We will use the same function getElementsByClass() to extract the information above, but the scope will be within a single repository item. That is a lot of information at a go, so I'll describe each step in the comments of the following part of our program. We get back to our main method and extend it as follows:

 public static void main(String[] args) {
    try {
      // Here we create a document object and use JSoup to fetch the website
      Document doc = Jsoup.connect("https://www.codetriage.com/?language=Java").get();

      // With the document fetched, we use JSoup's title() method to fetch the title
      System.out.printf("Title: %s\n", doc.title());

      // Get the list of repositories
      Elements repositories = doc.getElementsByClass("repo-item");

      /**
       * For each repository, extract the following information:
       * 1. Title
       * 2. Number of issues
       * 3. Description
       * 4. Full name on github
       */
      for (Element repository : repositories) {
        // Extract the title
        String repositoryTitle = repository.getElementsByClass("repo-item-title").text();

        // Extract the number of issues on the repository
        String repositoryIssues = repository.getElementsByClass("repo-item-issues").text();

        // Extract the description of the repository
        String repositoryDescription = repository.getElementsByClass("repo-item-description").text();

        // Get the full name of the repository
        String repositoryGithubName = repository.getElementsByClass("repo-item-full-name").text();

        // The repository full name contains brackets that we remove first before generating the valid Github link.
        String repositoryGithubLink = "https://github.com/" + repositoryGithubName.replaceAll("[()]", "");

        // Format and print the information to the console
        System.out.println(repositoryTitle + " - " + repositoryIssues);
        System.out.println("\t" + repositoryDescription);
        System.out.println("\t" + repositoryGithubLink);
        System.out.println("\n");
      }

    // In case of any IO errors, we want the messages written to the console
    } catch (IOException e) {
      e.printStackTrace();
    }
}

Let us now compile and run our improved scraper by the same command:

$ mvn package && java -jar target/codetriagescraper-1.0-SNAPSHOT.jar

The output of the program should look like this:

Yes!
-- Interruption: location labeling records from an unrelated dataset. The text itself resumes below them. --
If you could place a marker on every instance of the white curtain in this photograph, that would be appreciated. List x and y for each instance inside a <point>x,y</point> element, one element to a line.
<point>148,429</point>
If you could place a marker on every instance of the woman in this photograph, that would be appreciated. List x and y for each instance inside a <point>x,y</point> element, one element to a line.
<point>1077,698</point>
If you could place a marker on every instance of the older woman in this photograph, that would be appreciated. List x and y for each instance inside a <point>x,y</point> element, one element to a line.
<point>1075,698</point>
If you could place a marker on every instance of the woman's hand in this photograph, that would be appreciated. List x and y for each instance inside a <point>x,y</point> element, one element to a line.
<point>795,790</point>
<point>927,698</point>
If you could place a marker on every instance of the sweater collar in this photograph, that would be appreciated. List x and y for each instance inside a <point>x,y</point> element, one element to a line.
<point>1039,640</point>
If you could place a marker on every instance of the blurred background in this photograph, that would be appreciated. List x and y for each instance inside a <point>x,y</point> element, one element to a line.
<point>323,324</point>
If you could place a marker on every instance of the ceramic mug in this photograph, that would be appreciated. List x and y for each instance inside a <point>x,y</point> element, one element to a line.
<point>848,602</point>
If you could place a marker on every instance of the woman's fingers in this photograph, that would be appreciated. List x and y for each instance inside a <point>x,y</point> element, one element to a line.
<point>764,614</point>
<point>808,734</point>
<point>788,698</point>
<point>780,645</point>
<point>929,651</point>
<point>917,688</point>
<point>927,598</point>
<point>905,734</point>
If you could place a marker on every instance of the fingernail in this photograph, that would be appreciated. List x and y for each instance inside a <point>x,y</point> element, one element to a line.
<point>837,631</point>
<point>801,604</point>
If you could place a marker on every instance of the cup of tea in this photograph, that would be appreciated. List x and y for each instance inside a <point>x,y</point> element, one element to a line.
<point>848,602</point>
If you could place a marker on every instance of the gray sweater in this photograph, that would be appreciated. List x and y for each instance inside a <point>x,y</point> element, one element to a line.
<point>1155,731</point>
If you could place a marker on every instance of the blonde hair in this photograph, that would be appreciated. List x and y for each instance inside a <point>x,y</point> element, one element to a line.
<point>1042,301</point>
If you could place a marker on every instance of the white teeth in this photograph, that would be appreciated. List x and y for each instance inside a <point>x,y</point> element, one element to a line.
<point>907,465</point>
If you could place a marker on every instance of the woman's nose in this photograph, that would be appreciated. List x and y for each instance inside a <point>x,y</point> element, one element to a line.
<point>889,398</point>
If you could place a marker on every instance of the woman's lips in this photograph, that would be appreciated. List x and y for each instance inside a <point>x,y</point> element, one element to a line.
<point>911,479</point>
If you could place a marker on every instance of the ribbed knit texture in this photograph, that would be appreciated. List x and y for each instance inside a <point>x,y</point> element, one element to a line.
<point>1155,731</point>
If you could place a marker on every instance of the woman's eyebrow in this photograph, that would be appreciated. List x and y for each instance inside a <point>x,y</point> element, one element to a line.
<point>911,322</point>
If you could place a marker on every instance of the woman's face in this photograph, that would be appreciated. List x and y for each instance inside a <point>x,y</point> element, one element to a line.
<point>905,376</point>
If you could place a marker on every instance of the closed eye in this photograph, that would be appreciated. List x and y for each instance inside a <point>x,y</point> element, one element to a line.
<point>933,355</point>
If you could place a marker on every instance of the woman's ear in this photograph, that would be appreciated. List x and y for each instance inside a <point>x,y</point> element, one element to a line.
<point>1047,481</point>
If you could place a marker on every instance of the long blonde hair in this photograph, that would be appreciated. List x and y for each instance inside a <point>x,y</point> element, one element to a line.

Our scraper works going by the screenshot above. We have managed to write a simple program that will extract information from CodeTriage for us and printed it on our terminal.

Of course, this is not the final resting place for this information, you can store it in a database and render it on an app or another website or even serve it on an API to be displayed on a Chrome Extension. The opportunities are plenty and it's up to you to decide what you want to do with the data.

Conclusion

In this post, we have learned about web scraping using the Java language and built a functional scraper using the simple but powerful JSoup library.

So now that we have the scraper and the data, what next? There is more to web scraping than what we have covered. For example: form filling, simulation of user events such as clicking, and there are more libraries out there that can help you achieve this. Practice is as important as it is helpful, so build more scrapers covering new grounds of complexity with each new one and even with different libraries to widen your knowledge. You can also integrate scrapers into your existing projects or new ones.

The source code for the scraper is available on Github for reference.